While this was being done, Nongqawuse and Mhlakaza continued to commune with the spirits. These urged the Xhosa to step up the destruction and promised ever greater rewards that would flow from it: the aged would regain their youth, grain stores would overflow and all kinds of material goods would magically appear. And, in case this were not incentive enough, any Xhosa who had failed to follow their instructions would be turned into frogs, mice or ants.

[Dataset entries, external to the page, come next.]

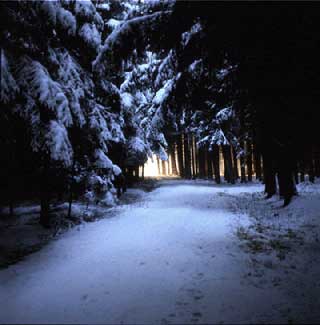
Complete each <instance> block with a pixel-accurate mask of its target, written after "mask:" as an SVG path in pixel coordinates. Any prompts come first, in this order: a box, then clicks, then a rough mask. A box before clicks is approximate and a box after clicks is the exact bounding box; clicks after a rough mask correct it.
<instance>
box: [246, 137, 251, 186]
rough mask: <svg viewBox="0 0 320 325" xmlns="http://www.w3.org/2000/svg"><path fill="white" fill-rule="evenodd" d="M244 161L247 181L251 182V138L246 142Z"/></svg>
mask: <svg viewBox="0 0 320 325" xmlns="http://www.w3.org/2000/svg"><path fill="white" fill-rule="evenodd" d="M246 149H247V150H246V158H247V159H246V161H247V172H248V181H249V182H252V143H251V140H247V143H246Z"/></svg>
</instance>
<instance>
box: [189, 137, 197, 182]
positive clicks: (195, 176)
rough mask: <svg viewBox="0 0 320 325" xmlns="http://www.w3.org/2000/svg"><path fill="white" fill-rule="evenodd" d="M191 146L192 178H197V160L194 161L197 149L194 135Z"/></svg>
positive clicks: (191, 164) (191, 170)
mask: <svg viewBox="0 0 320 325" xmlns="http://www.w3.org/2000/svg"><path fill="white" fill-rule="evenodd" d="M190 148H191V174H192V178H195V177H196V168H195V161H194V156H195V152H194V151H195V149H194V137H193V135H192V136H191V141H190Z"/></svg>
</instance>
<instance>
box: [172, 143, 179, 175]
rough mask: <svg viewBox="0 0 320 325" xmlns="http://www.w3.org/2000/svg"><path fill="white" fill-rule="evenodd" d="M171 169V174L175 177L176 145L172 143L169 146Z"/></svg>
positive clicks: (175, 168)
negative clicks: (170, 150) (169, 145)
mask: <svg viewBox="0 0 320 325" xmlns="http://www.w3.org/2000/svg"><path fill="white" fill-rule="evenodd" d="M171 169H172V174H173V175H177V174H178V171H177V162H176V144H175V143H173V144H172V146H171Z"/></svg>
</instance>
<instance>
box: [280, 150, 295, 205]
mask: <svg viewBox="0 0 320 325" xmlns="http://www.w3.org/2000/svg"><path fill="white" fill-rule="evenodd" d="M293 176H294V163H293V157H292V155H291V154H290V149H287V148H284V149H282V150H281V152H280V154H279V156H278V181H279V193H280V196H281V197H283V198H284V205H285V206H286V205H288V204H289V203H290V201H291V198H292V197H293V195H295V194H296V192H297V191H296V187H295V183H294V178H293Z"/></svg>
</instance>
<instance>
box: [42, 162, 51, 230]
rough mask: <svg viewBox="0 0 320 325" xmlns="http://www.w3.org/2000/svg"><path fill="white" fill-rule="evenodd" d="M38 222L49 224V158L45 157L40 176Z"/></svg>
mask: <svg viewBox="0 0 320 325" xmlns="http://www.w3.org/2000/svg"><path fill="white" fill-rule="evenodd" d="M40 185H41V188H40V189H41V194H40V209H41V210H40V224H41V225H42V226H44V227H49V226H50V194H49V158H45V161H44V163H43V170H42V177H41V184H40Z"/></svg>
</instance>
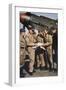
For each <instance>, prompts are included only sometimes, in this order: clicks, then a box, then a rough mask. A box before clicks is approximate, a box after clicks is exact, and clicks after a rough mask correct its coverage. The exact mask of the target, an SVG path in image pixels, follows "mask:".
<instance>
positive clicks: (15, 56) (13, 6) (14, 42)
mask: <svg viewBox="0 0 66 90" xmlns="http://www.w3.org/2000/svg"><path fill="white" fill-rule="evenodd" d="M20 11H28V12H44V13H45V12H46V13H58V64H59V65H58V76H53V77H51V76H50V77H38V78H36V77H34V78H20V77H19V38H18V37H19V12H20ZM10 14H11V15H10V16H11V17H10V45H9V46H10V48H11V50H10V60H9V61H10V62H9V63H10V64H9V65H10V66H9V84H10V85H15V84H17V85H31V84H33V85H36V84H42V83H43V84H44V83H48V84H49V83H53V82H54V83H55V82H56V83H57V82H62V81H63V61H62V60H63V58H62V56H63V55H62V53H61V52H62V43H61V41H62V34H63V9H62V8H45V7H43V8H42V7H24V6H17V5H13V4H11V5H10ZM11 38H12V39H11Z"/></svg>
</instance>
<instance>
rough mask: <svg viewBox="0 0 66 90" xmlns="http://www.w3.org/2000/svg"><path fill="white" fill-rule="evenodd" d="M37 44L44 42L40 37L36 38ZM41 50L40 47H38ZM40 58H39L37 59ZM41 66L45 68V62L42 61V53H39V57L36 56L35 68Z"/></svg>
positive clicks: (40, 46)
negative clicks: (35, 63) (36, 60)
mask: <svg viewBox="0 0 66 90" xmlns="http://www.w3.org/2000/svg"><path fill="white" fill-rule="evenodd" d="M37 42H38V43H44V40H43V38H42V37H40V36H37ZM40 49H41V46H40ZM42 51H43V50H42ZM39 57H40V58H39ZM40 64H41V66H42V67H44V66H45V61H44V52H39V55H37V67H39V66H40Z"/></svg>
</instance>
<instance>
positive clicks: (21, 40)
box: [20, 35, 26, 47]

A few clan leaders were sceptical, but their voices were drowned out amid the millennial fervour. As Charles Brownlee, a colonial officer who witnessed the episode, wrote: “The most remarkable circumstance connected with the delusion was the earnestness with which most entered into it, regarding those who opposed the movement with the greatest animosity.” Anyone who has engaged in debate with convinced Brexiters may sympathise.

As the blood of the slaughtered beasts flowed and the crops burned, large enclosures were prepared for the arrival of the magnificent new herds promised by the spirits and great skin sacks made to hold their abundant milk.

A date for the promised wonders to occur had been set by the spirit voices: 18 February 1857, when the rising of a red sun would herald the miraculous transformation. As the day dawned, crowds gathered in eager anticipation of the glorious return of their ancestors.

Their failure to appear was met with confusion and dismay.  It rapidly became clear that the Xhosa had rendered themselves utterly destitute, and the people were soon reduced to digging roots and eating what they could salvage from the rotting carcasses of their slaughtered herds. Many thousands died of starvation; others survived by fleeing to Cape Colony to seek work on white farms.

Memorial to the cattle killings, Eastern Cape

Mhlakaza and most of his family starved to death. Nongqawuse, who had set the whole tragedy in motion, was arrested by the British as an agitator and imprisoned on Robben Island. After her release, she subsisted as a farm labourer in the Alexandria district of the eastern Cape, where she died in 1898.

In 2016 the Brexiters, channelling ancestral voices of their own, urged us to make a leap of faith in defiance of a mountain of expert evidence as to its likely impacts. Many people were inclined to believe their assurances that a brave new world awaited us after we’d well and truly burned our EU boats. Others seemed to feel – perhaps like the Xhosa – that their lives had become so insecure and impoverished that they had little to lose by taking a leap into the dark.

Like the Xhosa’s spirit guides, the Brexiters have refused all suggestion that a less drastic version of their magical transformation might be possible. Those pointing out that tens of thousands of jobs have already been destroyed and that much worse is to come are dismissed as faint-hearted advocates of “Project Fear”.

While the people of the UK are not yet obliged to survive on weeds and rotting carcasses, there are many signs that an economic catastrophe is looming. The miraculous mountains of cash – advertised on Brexit buses and in countless interviews – are no more likely to materialise than the herds of fat cattle promised to the Xhosa.

My guess is that Nigel Farage and Boris Johnson will be remembered in rather the same way as Mhlakaza and Nongqawuse are remembered by the Xhosa people of today – as false prophets who induced mass delusion and an act of spectacular national self-immolation.